PF prende pastor do ES condenado por participar de atos golpistas

Felício Manoel Araújo chegou a compartilhar, nas redes sociais, vídeos do momento em que foi detido pelos agentes da Polícia Federal em Vitória

Publicado em 07 de Junho de 2024 às 17:52

Tiago Alencar

Publicado em 

07 jun 2024 às 17:52
Pastor Felício Manoel Araújo, preso pela Polícia Federal por participação nos atos golpistas de 8 de janeiro de 2023
Felício Manoel Araújo foi condenado a 17 anos de prisão por participar dos atos de 8 de janeiro de 2023 Crédito: Redes Sociais/Reprodução
Alvo da Operação Lesa Pátria, da Polícia Federal, que investiga os atos golpistas de 8 de janeiro de 2023, Felício Manoel Araújo, de 58 anos, morador do Espírito Santo, foi uma das 50 pessoas presas, na quinta-feira (7), por ordem do Supremo Tribunal Federal (STF)
A informação da prisão de Felício, que nas redes sociais se identifica como pastor, foi confirmada à reportagem de A Gazeta na tarde desta sexta-feira (7). Após ser detido pelos agentes da PF, em uma residência em Vitória, ele foi encaminhado para a Penitenciária de Segurança Média I, em Viana, onde permanece até o momento, conforme informações da Secretaria de Estado da Justiça (Sejus).
Uma sequência de vídeos publicados em perfis nas redes sociais – que teriam sido gravados pelo próprio pastor no ato de sua prisão – mostra Felício relatando que os agentes da PF tinham acabado de chegar à casa de sua mãe, onde estava para acompanhá-la em função de problemas de saúde, para cumprimento do mandato de prisão expedido contra ele.
O material mostra o pastor em dois momentos: o primeiro, saindo da residência onde foi preso; e o segundo, algemado a uma cadeira, enquanto aguardava para ser ouvido pelo polícia. Na gravação, Felício cita, a todo momento, a data de quinta-feira (6 de junho de 2024) e afirma ter sido tratado "com educação" pelos policiais federais.
PF prende pastor do ES condenado por participar de atos golpistas
Os mandados de prisão cumpridos pela PF em 18 Estados e no Distrito Federal tinham como foco mais de 200 réus nas ações penais relacionadas ao caso e que estariam, de acordo com decisões do STF,  descumprindo medidas cautelares judiciais, além de terem investido fuga para outros países, com o objetivo de se furtarem da aplicação da lei penal.

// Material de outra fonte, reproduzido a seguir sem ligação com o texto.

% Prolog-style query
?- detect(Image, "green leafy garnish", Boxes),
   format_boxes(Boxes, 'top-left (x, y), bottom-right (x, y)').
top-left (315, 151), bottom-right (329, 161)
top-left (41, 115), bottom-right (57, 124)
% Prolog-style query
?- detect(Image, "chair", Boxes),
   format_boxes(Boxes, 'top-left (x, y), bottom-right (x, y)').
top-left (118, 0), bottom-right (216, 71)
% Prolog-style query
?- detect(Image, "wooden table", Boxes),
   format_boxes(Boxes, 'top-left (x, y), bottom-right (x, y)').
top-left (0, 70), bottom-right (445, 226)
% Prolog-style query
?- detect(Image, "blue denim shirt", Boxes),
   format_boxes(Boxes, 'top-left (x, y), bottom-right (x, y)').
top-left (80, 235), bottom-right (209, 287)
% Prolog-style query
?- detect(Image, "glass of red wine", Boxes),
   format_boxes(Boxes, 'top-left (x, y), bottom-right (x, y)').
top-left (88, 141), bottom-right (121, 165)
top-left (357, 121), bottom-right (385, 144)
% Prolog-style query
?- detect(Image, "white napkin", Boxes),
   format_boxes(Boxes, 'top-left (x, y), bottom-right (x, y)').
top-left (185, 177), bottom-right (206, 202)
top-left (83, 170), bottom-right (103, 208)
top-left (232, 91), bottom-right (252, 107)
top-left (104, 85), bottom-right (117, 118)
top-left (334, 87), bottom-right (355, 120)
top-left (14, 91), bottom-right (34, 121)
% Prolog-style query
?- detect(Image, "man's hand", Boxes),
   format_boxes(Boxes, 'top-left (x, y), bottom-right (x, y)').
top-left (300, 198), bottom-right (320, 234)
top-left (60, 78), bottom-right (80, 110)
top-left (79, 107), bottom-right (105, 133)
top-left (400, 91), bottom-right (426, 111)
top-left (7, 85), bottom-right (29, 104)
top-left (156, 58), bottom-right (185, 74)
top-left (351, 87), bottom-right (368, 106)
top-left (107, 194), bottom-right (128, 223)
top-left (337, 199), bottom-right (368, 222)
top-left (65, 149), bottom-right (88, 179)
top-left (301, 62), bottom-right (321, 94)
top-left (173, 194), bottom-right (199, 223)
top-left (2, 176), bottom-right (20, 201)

Condenado a 17 anos de prisão

Uma decisão do STF de 29 de abril deste ano condenou Felício a 17 anos de prisão, sendo 15  anos e seis meses de reclusão e um ano e seis meses de detenção, além de cem dias-multa. No processo que tramita no Supremo, o pastor é acusado de tentativa violenta de abolição da democracia, dano qualificado e deterioração do patrimônio público. Ele também deverá pagar, em conjunto com os demais acusados de invadir e vandalizar as sedes do Três Poderes, em Brasília, indenização por danos morais no valor de R$ 30 milhões.
A reportagem tenta contato com a defesa de Felício.